云淺突然想起了新婚夜那個夢。

    她失神地盯著自己的孕肚,恍惚之間,有了些猜測,但不確定。

    新婚那天晚上,究竟是真的發生了,還是......只是她的一個夢?

    “或許,這孩子就是他的呢......”云淺紅了紅臉說,“玥玥,有件事我瞞著你,不敢說,怕你笑我。”

    陸玥熨燙的動作微微遲鈍,有些驚訝地看向她,“什么事?”

    云淺道,“和司夜擎結婚那天晚上,我做了個夢......”她支支吾吾地將那個夢形容了個大概。

    陸玥臉色怔忡了幾分,“這有什么不好意思說的?少女懷春嘛!春心萌動,和一個男人同床共枕,做些奇怪的夢也理所當然......”她突然反應過來,“你難道懷疑,那不是夢?”

    云淺道,“是,但我不確定。因為那天晚上,我喝了酒,醉的不省人事了。”

    陸玥道,“你不是說,婚后過了幾天,司夜擎才醒的嗎?”

    “是......”

    “新婚夜那天晚上,他醒了嗎?”

    云淺道,“我第二天確認了一下,他還處于昏迷當中,所以,我一直懷疑是夢。可現在我越來越動搖了,畢竟,就像你說的,從唯物主義來說,我沒有做過任何手術,既然懷孕了,就一定和男人發生了夫妻之實,可我印象中,除了那個夢,我沒有和任何一個男人有過......那方面親密......”

    她聲音越來越低。

    陸玥道,“你問過司夜擎嗎?”

    云淺紅著臉道,“這叫我怎么開口?況且,那個夢我也記不太全,只記得零星的片段,你要我問他,我實在問不出口。”

    況且,她根本不在乎孩子的爸爸是誰。

    陸玥道,“反正,你已經和他提過離婚的事了,他不肯離婚是他的事。如果孩子的事真的藏不住了,你就和他明說。他問起來,你就說,等孩子生下來再說。”

    云淺點點頭。

    陸玥道,“你別怕,成為一個母親,是每個女人的權利,沒有任何權利傷害你肚子里的寶寶。”

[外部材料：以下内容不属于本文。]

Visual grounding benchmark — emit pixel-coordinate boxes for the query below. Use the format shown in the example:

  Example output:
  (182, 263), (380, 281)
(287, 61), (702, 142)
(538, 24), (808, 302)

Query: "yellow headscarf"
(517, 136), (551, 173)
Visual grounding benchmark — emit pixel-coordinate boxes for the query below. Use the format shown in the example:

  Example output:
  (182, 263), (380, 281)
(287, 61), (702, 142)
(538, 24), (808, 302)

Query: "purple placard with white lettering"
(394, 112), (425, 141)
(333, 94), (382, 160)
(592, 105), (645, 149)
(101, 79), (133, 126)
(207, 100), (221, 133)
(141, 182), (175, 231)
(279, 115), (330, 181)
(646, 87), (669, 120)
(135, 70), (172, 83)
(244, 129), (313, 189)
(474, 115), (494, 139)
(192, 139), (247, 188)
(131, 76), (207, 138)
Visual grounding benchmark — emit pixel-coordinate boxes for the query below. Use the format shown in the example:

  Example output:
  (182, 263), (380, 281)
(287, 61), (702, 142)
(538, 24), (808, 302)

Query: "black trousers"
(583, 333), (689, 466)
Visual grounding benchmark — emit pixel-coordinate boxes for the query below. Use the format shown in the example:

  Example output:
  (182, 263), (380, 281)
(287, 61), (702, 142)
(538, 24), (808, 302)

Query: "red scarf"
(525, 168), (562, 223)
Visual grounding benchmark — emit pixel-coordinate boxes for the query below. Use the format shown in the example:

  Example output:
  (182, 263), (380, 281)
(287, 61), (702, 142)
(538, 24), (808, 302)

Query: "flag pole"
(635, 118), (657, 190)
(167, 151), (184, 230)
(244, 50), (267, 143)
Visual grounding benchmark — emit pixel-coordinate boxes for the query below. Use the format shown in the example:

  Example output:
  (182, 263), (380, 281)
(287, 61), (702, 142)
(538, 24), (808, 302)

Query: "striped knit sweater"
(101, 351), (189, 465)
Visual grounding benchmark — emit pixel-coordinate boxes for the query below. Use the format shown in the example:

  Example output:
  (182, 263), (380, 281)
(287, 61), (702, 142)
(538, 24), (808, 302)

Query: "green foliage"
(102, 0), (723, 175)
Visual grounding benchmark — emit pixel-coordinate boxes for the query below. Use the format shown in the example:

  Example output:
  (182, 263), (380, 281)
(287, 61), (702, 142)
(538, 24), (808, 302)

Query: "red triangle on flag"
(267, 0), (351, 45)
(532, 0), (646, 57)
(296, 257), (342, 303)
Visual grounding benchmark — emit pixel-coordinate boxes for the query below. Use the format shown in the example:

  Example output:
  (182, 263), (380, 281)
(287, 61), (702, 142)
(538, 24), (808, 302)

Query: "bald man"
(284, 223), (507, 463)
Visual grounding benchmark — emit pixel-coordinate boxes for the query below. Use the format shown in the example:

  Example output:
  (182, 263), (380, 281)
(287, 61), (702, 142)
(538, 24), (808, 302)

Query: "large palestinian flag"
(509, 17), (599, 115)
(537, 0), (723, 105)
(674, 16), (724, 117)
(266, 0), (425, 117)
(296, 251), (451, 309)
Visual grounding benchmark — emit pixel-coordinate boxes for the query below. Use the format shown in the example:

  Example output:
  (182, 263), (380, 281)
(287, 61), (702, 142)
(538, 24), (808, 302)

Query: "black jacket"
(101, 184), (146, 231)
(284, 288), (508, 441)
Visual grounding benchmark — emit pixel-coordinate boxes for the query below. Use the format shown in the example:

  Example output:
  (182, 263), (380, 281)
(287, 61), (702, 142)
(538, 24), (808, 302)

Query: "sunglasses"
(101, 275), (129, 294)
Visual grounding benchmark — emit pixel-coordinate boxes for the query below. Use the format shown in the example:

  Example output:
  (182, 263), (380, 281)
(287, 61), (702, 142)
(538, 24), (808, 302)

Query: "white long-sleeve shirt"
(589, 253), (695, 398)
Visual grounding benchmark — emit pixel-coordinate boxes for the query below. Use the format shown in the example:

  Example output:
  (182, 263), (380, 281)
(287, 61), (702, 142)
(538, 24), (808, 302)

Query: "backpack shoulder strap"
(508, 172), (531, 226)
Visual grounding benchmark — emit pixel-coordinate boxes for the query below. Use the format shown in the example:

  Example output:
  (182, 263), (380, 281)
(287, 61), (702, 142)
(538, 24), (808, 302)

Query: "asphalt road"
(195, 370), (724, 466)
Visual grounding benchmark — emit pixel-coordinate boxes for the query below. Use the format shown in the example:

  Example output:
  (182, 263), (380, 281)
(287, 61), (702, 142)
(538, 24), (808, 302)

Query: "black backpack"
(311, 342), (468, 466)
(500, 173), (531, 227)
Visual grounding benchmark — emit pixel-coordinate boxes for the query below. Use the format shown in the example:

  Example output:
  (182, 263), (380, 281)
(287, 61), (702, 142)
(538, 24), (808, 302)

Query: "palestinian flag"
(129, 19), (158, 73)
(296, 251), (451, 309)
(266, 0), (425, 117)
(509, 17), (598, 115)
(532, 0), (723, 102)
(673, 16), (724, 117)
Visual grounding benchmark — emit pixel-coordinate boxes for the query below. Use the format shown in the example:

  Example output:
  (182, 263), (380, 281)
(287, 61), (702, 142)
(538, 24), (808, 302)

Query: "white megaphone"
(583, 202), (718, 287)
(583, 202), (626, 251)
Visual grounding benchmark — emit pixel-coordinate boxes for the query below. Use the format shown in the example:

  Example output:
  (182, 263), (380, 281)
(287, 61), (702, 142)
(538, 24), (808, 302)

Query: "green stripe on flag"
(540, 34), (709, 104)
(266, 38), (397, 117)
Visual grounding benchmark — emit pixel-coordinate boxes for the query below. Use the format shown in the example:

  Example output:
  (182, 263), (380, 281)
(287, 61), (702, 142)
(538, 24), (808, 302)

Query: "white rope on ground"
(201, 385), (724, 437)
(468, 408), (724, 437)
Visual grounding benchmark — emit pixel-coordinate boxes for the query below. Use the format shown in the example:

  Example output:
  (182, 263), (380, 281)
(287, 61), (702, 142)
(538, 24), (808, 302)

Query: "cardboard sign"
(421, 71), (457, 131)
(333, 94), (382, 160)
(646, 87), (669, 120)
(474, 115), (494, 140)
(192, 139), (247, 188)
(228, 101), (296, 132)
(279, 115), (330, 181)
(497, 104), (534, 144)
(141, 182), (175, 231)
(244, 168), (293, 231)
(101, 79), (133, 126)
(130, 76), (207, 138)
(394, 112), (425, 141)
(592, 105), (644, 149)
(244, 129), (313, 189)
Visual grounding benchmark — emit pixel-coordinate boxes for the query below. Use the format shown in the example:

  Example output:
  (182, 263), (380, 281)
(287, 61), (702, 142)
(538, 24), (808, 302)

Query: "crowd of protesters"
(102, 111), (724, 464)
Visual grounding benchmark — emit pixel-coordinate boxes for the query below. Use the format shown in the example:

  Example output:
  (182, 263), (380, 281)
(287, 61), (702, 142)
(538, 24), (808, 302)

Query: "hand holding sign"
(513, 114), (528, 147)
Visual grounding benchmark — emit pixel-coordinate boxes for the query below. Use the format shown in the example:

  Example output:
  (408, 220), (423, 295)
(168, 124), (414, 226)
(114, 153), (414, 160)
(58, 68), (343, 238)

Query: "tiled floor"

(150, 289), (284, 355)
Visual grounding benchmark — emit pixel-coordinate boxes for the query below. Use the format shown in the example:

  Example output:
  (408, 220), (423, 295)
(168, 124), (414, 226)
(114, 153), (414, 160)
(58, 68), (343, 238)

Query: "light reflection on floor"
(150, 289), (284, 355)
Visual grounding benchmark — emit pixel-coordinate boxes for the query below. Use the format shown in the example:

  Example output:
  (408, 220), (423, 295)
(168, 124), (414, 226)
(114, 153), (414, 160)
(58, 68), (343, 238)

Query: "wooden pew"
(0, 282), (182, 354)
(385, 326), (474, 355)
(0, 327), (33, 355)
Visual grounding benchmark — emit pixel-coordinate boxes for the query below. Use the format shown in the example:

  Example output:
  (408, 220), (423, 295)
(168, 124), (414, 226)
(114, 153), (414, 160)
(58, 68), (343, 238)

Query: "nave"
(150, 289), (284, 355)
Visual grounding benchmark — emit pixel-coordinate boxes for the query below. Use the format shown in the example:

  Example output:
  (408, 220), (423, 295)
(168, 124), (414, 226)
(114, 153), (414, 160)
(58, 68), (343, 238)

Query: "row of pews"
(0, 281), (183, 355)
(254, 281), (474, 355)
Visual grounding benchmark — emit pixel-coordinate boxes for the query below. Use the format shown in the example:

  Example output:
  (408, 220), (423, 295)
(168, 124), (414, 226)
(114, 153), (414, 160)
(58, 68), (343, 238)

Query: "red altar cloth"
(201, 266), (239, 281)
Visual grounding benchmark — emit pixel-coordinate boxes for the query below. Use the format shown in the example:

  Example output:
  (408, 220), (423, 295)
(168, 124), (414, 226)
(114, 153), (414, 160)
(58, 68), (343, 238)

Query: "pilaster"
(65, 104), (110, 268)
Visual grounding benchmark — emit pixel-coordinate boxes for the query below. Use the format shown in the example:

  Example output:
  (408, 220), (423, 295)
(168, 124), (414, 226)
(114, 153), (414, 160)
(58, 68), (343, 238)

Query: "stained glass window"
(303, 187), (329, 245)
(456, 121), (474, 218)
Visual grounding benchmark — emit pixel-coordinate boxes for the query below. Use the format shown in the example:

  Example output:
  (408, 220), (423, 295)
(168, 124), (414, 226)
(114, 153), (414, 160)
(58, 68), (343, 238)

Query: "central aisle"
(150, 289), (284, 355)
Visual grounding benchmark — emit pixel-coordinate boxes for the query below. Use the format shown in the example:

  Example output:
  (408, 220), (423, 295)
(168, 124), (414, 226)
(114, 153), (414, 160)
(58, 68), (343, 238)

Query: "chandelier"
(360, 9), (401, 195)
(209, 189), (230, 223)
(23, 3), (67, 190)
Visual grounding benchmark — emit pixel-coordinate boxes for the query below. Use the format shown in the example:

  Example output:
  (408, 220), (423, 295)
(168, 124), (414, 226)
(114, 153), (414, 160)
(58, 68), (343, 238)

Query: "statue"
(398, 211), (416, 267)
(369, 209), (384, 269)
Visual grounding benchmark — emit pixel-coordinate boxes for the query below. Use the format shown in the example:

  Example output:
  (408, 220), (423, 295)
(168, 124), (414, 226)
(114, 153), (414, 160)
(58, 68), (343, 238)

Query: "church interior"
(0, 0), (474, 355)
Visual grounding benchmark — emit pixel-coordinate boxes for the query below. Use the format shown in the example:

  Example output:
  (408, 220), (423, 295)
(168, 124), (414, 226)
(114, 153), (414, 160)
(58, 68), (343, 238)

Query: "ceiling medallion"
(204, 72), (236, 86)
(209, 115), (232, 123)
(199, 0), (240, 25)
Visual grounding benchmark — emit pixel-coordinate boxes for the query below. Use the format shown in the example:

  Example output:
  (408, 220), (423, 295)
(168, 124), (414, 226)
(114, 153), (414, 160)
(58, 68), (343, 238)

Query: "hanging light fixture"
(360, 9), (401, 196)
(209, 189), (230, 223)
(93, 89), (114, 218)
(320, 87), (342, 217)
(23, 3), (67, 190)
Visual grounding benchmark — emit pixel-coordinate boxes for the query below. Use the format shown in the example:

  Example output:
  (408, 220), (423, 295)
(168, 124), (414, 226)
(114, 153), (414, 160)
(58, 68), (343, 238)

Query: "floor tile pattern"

    云淺一笑,“玥玥,謝謝你,發生這么多事,始終是你陪在我身邊。”

    陸玥輕輕抱住了她:“淺淺,你知道嗎?每個人生來,是無法選擇自己的親人的,但是夫妻也好,朋友也好,都是可以選擇的家人。我們是家人。”

    “嗯!”

    陸玥突然從一旁拿出一套盒子,神秘地問道:“猜猜這是什么?”

    云淺問:“這什么?”

    陸玥打開盒子,一個做工精致的團扇映入眼簾,“這是我給你設計的團扇,你走秀的時候,作為佩飾。”

    云淺露出驚艷的眼神,“這團扇真好看!”

    陸玥道:“它叫雪花秘扇。”

    上面運用了盤金繡的手法工藝,繡了兩個生肖,一個屬龍,一個屬兔。

    陸玥屬兔,云淺屬龍,著實有心了。

    翌日。

    云淺接到了司夜擎的電話,回了一趟司家。

    司夜擎通知她辦理結婚手續。

    兩人領證,老太太自然是樂見其成的。

    在她觀念里,男兒先成家,后立業,成家了,也就代表著心定了。

    她特意找人測了日子,今天是良辰吉日。

    她剛回到家,司夜擎還沒回來,陳艷蘭陪著老夫人坐在主廳。

    前段時間,她一直臥床保胎,如今胎兒大了,她自然謹小慎微了起來。

    因此,有些日子沒見到她人了。

    陳艷蘭聽桂嫂說,司夜擎要和云淺領證了,一下子慌亂了。

    她感覺,這件事非同尋常。